Some parents worry that by intervening and giving direction to their teens when it comes to media influences, they will are being over involved, pushy, and will have an adverse effect. In reality, when parents do not intervene about other influences like media, teens internalize this as permission. They may react poorly at first to limit-setting, but a good rule of thumb is to remember that if it is a teen’s job to push limits and boundaries, it is the parents’ job to consistently enforce them.

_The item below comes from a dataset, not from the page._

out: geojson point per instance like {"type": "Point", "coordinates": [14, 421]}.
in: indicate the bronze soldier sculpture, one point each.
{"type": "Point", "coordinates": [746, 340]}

Here are some things you can do to counteract violence in your child’s world:

  • Explain consequences. Sometimes violent acts are depicted in isolation. There are no families around crying or legal repercussions to answer for. If you see your child watching a violent scene, engage him or her in a discussion of how that scene could play out in real life.
  • Limit consumption. Keep an eye on the clock when kids are watching TV or playing video games. Too much of either is bad for their physical and mental health, so give them an hour then make them go outside.
  •  Teach conflict resolution. In real life, arguments usually don’t end with someone pulling out a gun. Teach them how to handle conflict with words, and work on their healthy conflict resolution skills. Becoming a peacemaker will make violence much less appealing. E-mail us to request information about our 8-step Healthy Confrontation Model. [email protected]
  • Keep your kids busy. Sports, clubs and part-time jobs will widen your child’s world and reduce their interest in violent programming. Plus, they’ll have less time to consume it!
  •  Be more mindful of younger or more sensitive children. Kids of different ages should be allowed to consume different amounts of violence. Your high school teen should be allowed to see more than your 5-year-old, for whom “Road Runner” might be too much.
  • Keep media out of kids’ bedrooms. This is an easy way to monitor what your child is viewing. This might be easier said than done with cellphones, but being clear about your expectations should carry over even when you are not around.
  • Use technology to your advantage. Don’t be shy about triggering parental controls on certain television channels, tablets and smartphones if you’re concerned about exposing your child to violence. Though not foolproof, they do offer another line of defense.
  • Model healthy media consumption. As always, one of the most important parts of parenting is modeling. Remember the adage that “more is caught than taught.” This means that there may be times when teens need to see you willing to stop a movie or song that is too violent or even turn off the news when it is too full of violent images for you or your children.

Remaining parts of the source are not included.